Les jumeaux homozygotes, issus du même ovocyte fécondé, ne sont pas identiques face à certaines maladies génétiques comme la schizophrénie. C’est la conclusion d’une enquête réalisée par un généticien et un psychologue de l’université du Western Ontario au Canada. En étudiant une population de jumeaux atteints de cette pathologie, ils ont découvert que seulement la moitié des jumeaux possédant les gènes de prédisposition de la maladie la développent effectivement. « Cela signifie que contrairement à ce que l’on pensait, les jumeaux ne sont pas génétiquement identiques ou que les causes de la maladie sont dues à des facteurs extérieurs inconnus », estime Shiva Singh, un des auteurs de cette enquête.
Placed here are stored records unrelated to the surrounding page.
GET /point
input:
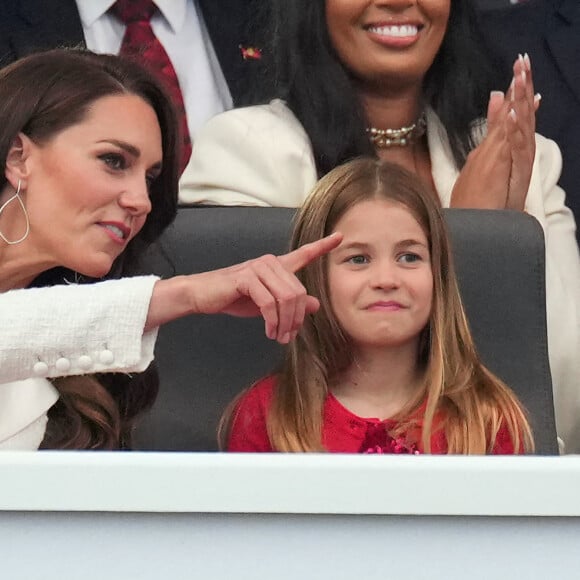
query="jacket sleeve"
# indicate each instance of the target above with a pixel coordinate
(256, 156)
(76, 329)
(547, 202)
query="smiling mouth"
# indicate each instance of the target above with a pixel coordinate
(395, 31)
(119, 233)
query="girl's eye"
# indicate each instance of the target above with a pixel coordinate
(114, 161)
(357, 260)
(409, 258)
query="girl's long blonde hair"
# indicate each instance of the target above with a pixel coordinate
(471, 403)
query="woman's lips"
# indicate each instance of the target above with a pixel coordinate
(388, 306)
(117, 231)
(394, 35)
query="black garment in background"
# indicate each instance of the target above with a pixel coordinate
(28, 26)
(549, 31)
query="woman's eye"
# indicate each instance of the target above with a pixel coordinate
(357, 260)
(150, 179)
(114, 161)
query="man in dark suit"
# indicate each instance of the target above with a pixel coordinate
(203, 47)
(34, 25)
(549, 31)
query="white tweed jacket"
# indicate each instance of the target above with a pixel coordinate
(66, 330)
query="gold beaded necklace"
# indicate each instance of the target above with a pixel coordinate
(385, 138)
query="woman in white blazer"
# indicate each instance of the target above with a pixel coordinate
(89, 149)
(406, 81)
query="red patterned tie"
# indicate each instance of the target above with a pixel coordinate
(140, 42)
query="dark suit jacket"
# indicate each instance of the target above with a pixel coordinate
(28, 26)
(549, 31)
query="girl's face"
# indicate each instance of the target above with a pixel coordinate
(394, 40)
(87, 189)
(380, 279)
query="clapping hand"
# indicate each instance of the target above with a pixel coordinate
(497, 172)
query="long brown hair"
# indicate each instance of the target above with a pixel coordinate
(42, 95)
(472, 402)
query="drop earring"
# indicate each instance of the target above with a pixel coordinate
(16, 198)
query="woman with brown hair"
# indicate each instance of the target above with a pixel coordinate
(89, 149)
(387, 364)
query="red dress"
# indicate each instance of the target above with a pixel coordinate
(342, 431)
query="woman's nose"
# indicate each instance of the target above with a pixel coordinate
(135, 198)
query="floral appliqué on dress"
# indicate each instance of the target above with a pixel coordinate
(378, 440)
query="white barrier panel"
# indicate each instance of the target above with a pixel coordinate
(196, 516)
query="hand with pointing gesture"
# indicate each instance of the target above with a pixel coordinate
(264, 286)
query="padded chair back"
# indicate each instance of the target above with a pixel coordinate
(205, 361)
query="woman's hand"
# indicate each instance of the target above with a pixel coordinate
(497, 173)
(264, 286)
(483, 182)
(521, 130)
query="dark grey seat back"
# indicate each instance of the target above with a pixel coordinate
(205, 361)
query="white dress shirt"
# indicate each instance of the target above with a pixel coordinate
(181, 30)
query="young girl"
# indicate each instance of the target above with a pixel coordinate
(387, 365)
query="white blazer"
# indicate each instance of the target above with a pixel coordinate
(262, 156)
(66, 330)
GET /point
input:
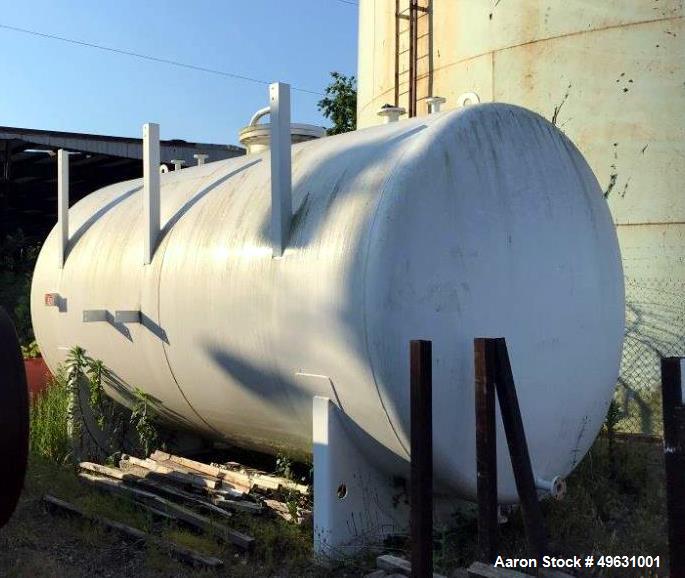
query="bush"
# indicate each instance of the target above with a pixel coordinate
(49, 434)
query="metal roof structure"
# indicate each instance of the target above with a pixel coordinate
(28, 173)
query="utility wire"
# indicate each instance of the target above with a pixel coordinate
(150, 58)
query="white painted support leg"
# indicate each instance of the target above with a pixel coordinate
(354, 503)
(63, 203)
(151, 201)
(281, 170)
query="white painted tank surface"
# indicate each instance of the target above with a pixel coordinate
(480, 222)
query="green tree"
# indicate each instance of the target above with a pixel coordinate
(340, 103)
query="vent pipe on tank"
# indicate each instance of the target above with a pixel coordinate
(63, 203)
(391, 113)
(151, 205)
(281, 169)
(434, 103)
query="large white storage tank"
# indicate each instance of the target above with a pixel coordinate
(612, 75)
(483, 222)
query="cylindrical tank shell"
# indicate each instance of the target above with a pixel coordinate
(483, 222)
(611, 76)
(255, 137)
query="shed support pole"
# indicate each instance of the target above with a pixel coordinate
(63, 203)
(151, 201)
(281, 170)
(673, 387)
(485, 359)
(421, 480)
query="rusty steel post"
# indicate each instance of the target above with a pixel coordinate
(421, 477)
(518, 450)
(485, 359)
(674, 459)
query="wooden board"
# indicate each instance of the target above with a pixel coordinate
(180, 552)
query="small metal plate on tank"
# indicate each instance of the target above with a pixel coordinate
(93, 315)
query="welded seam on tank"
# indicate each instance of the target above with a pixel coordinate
(168, 237)
(383, 188)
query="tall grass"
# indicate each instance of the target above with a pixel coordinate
(49, 418)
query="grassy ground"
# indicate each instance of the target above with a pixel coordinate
(615, 506)
(604, 513)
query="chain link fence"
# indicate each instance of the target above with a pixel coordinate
(655, 328)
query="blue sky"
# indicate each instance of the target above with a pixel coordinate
(49, 84)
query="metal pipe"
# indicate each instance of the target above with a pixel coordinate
(434, 103)
(412, 58)
(281, 169)
(151, 204)
(63, 203)
(397, 53)
(391, 113)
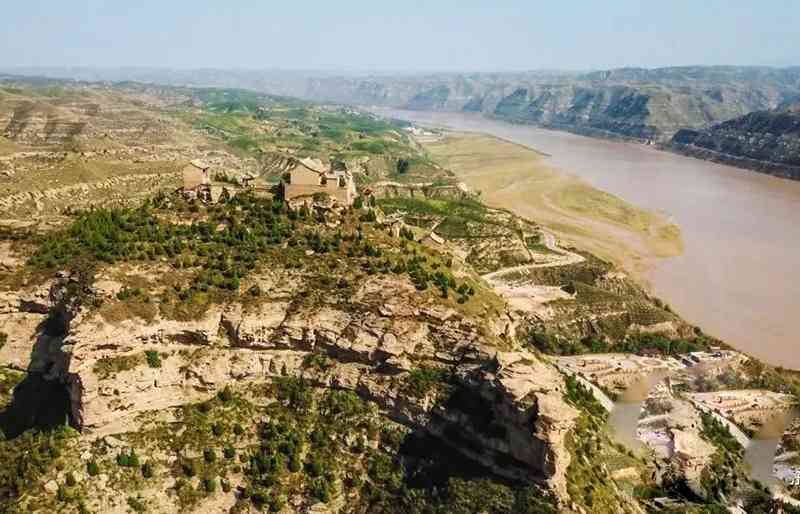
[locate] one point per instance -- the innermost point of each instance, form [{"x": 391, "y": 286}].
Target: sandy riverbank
[{"x": 517, "y": 178}]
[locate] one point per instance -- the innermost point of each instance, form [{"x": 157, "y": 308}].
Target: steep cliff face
[{"x": 765, "y": 141}]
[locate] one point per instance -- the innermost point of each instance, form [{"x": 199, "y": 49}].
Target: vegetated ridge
[{"x": 247, "y": 353}]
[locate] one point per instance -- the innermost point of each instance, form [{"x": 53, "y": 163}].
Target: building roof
[
  {"x": 314, "y": 164},
  {"x": 200, "y": 165},
  {"x": 436, "y": 238}
]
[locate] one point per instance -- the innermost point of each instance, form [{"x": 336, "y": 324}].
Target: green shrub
[
  {"x": 147, "y": 470},
  {"x": 189, "y": 468},
  {"x": 92, "y": 468},
  {"x": 225, "y": 395}
]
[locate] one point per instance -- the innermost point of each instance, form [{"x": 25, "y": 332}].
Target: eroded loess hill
[
  {"x": 163, "y": 354},
  {"x": 765, "y": 141}
]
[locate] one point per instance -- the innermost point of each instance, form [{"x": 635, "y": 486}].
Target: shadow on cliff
[{"x": 38, "y": 402}]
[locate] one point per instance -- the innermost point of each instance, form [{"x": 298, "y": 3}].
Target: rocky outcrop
[
  {"x": 504, "y": 409},
  {"x": 765, "y": 141}
]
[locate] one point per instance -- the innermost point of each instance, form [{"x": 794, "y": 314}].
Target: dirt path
[{"x": 565, "y": 258}]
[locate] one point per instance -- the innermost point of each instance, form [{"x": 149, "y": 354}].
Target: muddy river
[{"x": 739, "y": 275}]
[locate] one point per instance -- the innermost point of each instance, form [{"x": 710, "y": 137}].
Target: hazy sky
[{"x": 400, "y": 34}]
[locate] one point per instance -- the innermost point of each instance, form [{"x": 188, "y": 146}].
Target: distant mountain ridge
[
  {"x": 680, "y": 108},
  {"x": 766, "y": 141}
]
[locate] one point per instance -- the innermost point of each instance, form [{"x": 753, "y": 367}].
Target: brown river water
[{"x": 739, "y": 275}]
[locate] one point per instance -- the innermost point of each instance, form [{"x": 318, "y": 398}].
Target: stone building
[
  {"x": 310, "y": 177},
  {"x": 196, "y": 181}
]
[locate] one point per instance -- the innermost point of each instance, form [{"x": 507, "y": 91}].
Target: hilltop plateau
[{"x": 174, "y": 346}]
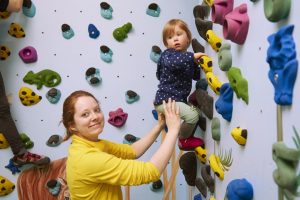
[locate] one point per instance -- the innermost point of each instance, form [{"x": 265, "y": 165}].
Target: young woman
[{"x": 96, "y": 168}]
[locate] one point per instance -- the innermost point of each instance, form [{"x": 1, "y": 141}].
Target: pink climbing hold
[
  {"x": 28, "y": 54},
  {"x": 220, "y": 9},
  {"x": 236, "y": 25}
]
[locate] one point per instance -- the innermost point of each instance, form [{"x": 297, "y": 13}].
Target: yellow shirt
[{"x": 96, "y": 170}]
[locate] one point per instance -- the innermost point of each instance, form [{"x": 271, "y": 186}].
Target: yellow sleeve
[
  {"x": 109, "y": 169},
  {"x": 124, "y": 151}
]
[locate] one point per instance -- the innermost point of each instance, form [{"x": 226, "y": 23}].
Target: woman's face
[{"x": 88, "y": 118}]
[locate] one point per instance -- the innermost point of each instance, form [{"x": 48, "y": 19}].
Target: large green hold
[
  {"x": 238, "y": 83},
  {"x": 120, "y": 33}
]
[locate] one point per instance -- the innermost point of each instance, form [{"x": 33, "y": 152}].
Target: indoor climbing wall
[
  {"x": 64, "y": 35},
  {"x": 109, "y": 52}
]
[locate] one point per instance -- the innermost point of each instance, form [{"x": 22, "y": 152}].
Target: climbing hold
[
  {"x": 6, "y": 186},
  {"x": 238, "y": 83},
  {"x": 156, "y": 185},
  {"x": 28, "y": 97},
  {"x": 13, "y": 168},
  {"x": 220, "y": 163},
  {"x": 117, "y": 118},
  {"x": 106, "y": 10},
  {"x": 131, "y": 96},
  {"x": 202, "y": 84},
  {"x": 206, "y": 64},
  {"x": 153, "y": 10},
  {"x": 239, "y": 135},
  {"x": 201, "y": 154},
  {"x": 26, "y": 141},
  {"x": 92, "y": 75},
  {"x": 214, "y": 41},
  {"x": 198, "y": 197},
  {"x": 106, "y": 53},
  {"x": 197, "y": 47},
  {"x": 201, "y": 11},
  {"x": 200, "y": 185},
  {"x": 54, "y": 140},
  {"x": 16, "y": 30},
  {"x": 4, "y": 14},
  {"x": 46, "y": 77},
  {"x": 53, "y": 95},
  {"x": 28, "y": 54},
  {"x": 120, "y": 33},
  {"x": 239, "y": 189},
  {"x": 208, "y": 179},
  {"x": 67, "y": 31},
  {"x": 220, "y": 9},
  {"x": 187, "y": 130},
  {"x": 93, "y": 31},
  {"x": 204, "y": 102},
  {"x": 189, "y": 144},
  {"x": 53, "y": 187},
  {"x": 276, "y": 10},
  {"x": 281, "y": 56},
  {"x": 216, "y": 129},
  {"x": 3, "y": 142},
  {"x": 225, "y": 57},
  {"x": 4, "y": 52},
  {"x": 224, "y": 104},
  {"x": 213, "y": 82},
  {"x": 236, "y": 25},
  {"x": 28, "y": 8},
  {"x": 209, "y": 2},
  {"x": 130, "y": 139},
  {"x": 188, "y": 164},
  {"x": 155, "y": 53},
  {"x": 203, "y": 26}
]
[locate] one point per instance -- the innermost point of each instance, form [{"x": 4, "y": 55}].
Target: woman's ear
[{"x": 73, "y": 129}]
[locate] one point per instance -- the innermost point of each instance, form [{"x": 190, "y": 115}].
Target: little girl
[{"x": 176, "y": 69}]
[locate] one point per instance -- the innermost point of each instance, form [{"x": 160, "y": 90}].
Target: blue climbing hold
[
  {"x": 281, "y": 56},
  {"x": 92, "y": 75},
  {"x": 224, "y": 103},
  {"x": 93, "y": 31}
]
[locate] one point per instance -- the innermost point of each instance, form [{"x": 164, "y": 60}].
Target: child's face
[{"x": 178, "y": 40}]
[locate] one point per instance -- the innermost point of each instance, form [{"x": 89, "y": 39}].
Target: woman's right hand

Selon eux, près de 12 % de l’ADN de jumeaux homozygotes s’exprime de façon différente selon les individus. « Le génome n’est pas statique et les cellules peuvent se développer et se différencier de manière individuelle en perdant ou en gagnant certaines caractéristiques au cours du temps », assure Richard O’Reilly, coauteur de ces travaux. Ces résultats ont été publiés dans la revue en ligne PLoS ONE.
Source http://www.lesechos.fr




Et bien voilà un vrai faux raisonnement. Si les effets produits sont différents alors que les allèles sont identiques, cela signifie seulement que l’origine n’est pas génétique. Donc, le problème est bien de vouloir à tout prix tout penser comme étant génétique, ce qui est une vue exrêmement courte de la science. Non, la génétique n’explique pas tout, et heureusement. Certains se sont essayés au tout génétique (trouver le gène du crime, par exemple, mais sans ariver à conclure). Il suffit d’être honnête intellectuellement pour comprendre que tout effet n’est pas lié à une cause forcément génétique.
Isabelle Roman, psychologue clinicienne avec orientation en psychopathologie fondamentale.